Наследник всех своих родных

В провинциальном дачном поселке проводят летние каникулы две сестры, Таня (18 лет) и Оля (16). Они дружат со студентом-химиком Володей (20 лет). Тот приводит в гости своего приятеля Женю (24 года), который поселился рядом. Женя не работает и живет на деньги от сдачи в аренду дачных домов и городских квартир, которые получал в наследство от своих поочередно умиравших бабушек, дядюшек и тетушек.

Таня влюбляется в Женю, пишет ему в ватсапе, посылает свои фото, вызывает на свидание – но он резко отказывается от всякой романтики.

На дне рождения Тани происходит внезапная ссора Володи и Жени. Они выходят, чтобы поговорить по-мужски. Скоро Женя возвращается и заявляет, что Володя убежал от него и куда-то пропал.

Наутро сам Женя уезжает из поселка.

Через несколько дней Таня и Оля находят в лесу труп Володи; следствие пришло к выводу, что это была внезапная остановка сердца.

После смерти родителей городскую квартиру и дачный домик у сестер отбирают ловкие родственники. Оля поступает в полицейское училище, а Таня устраивается домработницей к людям, которые купили дом у Жени.

Делая уборку на чердаке, Таня неожиданно раскрывает тайну гибели Володи и загадку неожиданных смертей Жениных родственников, но никому об этом не говорит.

В доме хозяев Таня знакомится с их гостем, крупным столичным чиновником, который сначала хочет просто переспать с красивой домработницей, но потом, очарованный ее умом и достойным поведением, делает ей предложение.

Таня уезжает с мужем в столицу и становится яркой звездой на светском небосклоне.

В поселке вдруг появляется Женя и просит у новых хозяев дома разрешения зайти на чердак. Он обнаруживает, что его тайник вскрыт, а конверт с документами и шкатулка с ядами – исчезли. Хозяева говорят ему, что на чердак никто не заходил, кроме домработницы…

Женя немедленно едет в столицу, чтобы разыскать Таню.

Чем всё закончится?

Сумеет ли Женя ликвидировать свидетельницу своих преступлений?

Спасет ли Таню ее сестра Оля, которая уже стала капитаном полиции?

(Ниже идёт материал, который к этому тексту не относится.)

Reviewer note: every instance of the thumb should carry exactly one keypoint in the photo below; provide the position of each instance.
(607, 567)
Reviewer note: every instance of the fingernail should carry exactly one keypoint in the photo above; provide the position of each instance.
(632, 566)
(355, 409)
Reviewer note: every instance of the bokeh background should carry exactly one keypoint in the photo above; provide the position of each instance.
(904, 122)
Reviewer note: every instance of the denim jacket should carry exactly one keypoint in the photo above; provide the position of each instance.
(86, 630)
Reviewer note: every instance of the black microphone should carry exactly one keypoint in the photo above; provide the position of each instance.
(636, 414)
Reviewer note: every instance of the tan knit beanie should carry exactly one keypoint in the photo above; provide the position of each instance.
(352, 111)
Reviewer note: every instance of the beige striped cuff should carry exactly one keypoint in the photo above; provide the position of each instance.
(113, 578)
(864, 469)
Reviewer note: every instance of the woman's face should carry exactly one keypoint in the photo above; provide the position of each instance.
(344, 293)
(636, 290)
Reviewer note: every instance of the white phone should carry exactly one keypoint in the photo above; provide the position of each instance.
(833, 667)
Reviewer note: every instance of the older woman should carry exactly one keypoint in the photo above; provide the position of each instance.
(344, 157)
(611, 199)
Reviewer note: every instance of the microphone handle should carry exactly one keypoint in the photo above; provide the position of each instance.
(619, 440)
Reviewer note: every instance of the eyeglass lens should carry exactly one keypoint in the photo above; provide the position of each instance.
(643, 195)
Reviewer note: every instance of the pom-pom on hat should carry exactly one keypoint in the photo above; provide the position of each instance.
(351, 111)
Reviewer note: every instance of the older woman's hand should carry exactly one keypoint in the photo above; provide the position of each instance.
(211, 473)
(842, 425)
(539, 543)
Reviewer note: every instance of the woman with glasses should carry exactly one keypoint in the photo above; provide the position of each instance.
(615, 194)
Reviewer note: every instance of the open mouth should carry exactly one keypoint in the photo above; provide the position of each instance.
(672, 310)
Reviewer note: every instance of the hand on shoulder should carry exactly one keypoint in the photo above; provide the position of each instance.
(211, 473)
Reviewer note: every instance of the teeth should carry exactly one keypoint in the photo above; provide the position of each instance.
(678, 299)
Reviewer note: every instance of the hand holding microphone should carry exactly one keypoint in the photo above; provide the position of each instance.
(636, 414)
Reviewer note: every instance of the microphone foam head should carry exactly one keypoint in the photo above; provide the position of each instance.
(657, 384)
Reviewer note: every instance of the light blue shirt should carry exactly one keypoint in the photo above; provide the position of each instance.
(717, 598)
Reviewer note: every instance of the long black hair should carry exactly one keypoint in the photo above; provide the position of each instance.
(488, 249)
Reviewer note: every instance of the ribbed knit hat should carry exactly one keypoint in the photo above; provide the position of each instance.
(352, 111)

Кто помогал Жене «получать наследство»? Советник губернатора Флянов или местный олигарх Пустяков?

Обо всем этом – в следующем сезоне!

английский роман

Плен, свобода и любовь

Айлин никогда не любила Сандерса Доулби, но приняла его предложение от тоски, безысходности и родительских упреков. Она влачила свои дни как пленница нелюбимого человека, с которым, впрочем, уже пять лет не делила ложа, но была вынуждена жить в одном доме – пускай и в отдельном крыле.

Это была ужасная, унылая и скучная жизнь женщины, которая полностью зависит от своего мужа.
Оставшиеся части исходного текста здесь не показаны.